Hebrew name meaning "my song" or "song of joy."
Leron is a Hebrew name combining the elements 'li' (to me, mine) and 'ron' (song, joy, shout of praise), yielding the poetic meaning 'song is mine' or 'my song.' It belongs to a cluster of Hebrew lyrical names — alongside Aaron, Sharon, and Doron — that flourished in modern Israeli naming culture during the twentieth century, reflecting a broader Zionist movement to reclaim ancient Hebrew as a living language. The name carries an inherently musical soul, rooted in the biblical tradition of psalms and communal rejoicing.
Beyond Israel, Leron found modest but meaningful adoption in Sephardic Jewish diaspora communities across North Africa, the Americas, and France. It also crossed cultural lines into African American naming traditions during the 1960s and 70s, a period when names with African and Middle Eastern phonetic resonance were embraced as expressions of identity and heritage. The basketball coach Leron Ellis and several jazz musicians have carried the name, reinforcing its artistic associations.

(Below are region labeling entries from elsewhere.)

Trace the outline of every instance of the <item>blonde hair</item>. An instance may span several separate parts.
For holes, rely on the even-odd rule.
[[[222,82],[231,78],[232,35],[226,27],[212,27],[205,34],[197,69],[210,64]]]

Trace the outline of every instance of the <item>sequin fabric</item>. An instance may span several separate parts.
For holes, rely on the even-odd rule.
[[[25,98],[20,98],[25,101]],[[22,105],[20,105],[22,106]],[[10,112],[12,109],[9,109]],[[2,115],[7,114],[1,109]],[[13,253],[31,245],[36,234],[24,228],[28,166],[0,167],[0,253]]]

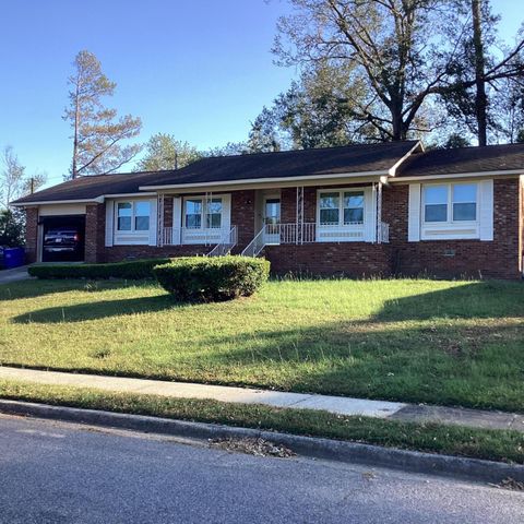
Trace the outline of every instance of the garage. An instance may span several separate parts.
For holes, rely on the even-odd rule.
[[[41,262],[82,262],[85,257],[85,215],[40,216]]]

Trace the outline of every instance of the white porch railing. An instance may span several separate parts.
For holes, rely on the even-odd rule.
[[[237,242],[237,226],[233,226],[230,231],[224,235],[222,240],[207,253],[207,257],[224,257],[229,254]]]
[[[180,245],[216,245],[228,235],[229,228],[224,227],[164,227],[160,231],[162,246],[180,246]]]
[[[315,223],[266,224],[242,251],[245,257],[257,257],[265,246],[282,243],[312,243],[315,241]]]

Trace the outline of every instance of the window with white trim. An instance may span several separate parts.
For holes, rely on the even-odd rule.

Today Leron remains relatively rare, which lends it a quiet distinction. It occupies a sweet spot between the familiar and the exotic — recognizable in sound to English speakers yet deeply rooted in a non-English tradition. Parents drawn to names that carry genuine linguistic meaning rather than fashionable novelty find Leron appealing precisely because its poetry is built into its etymology.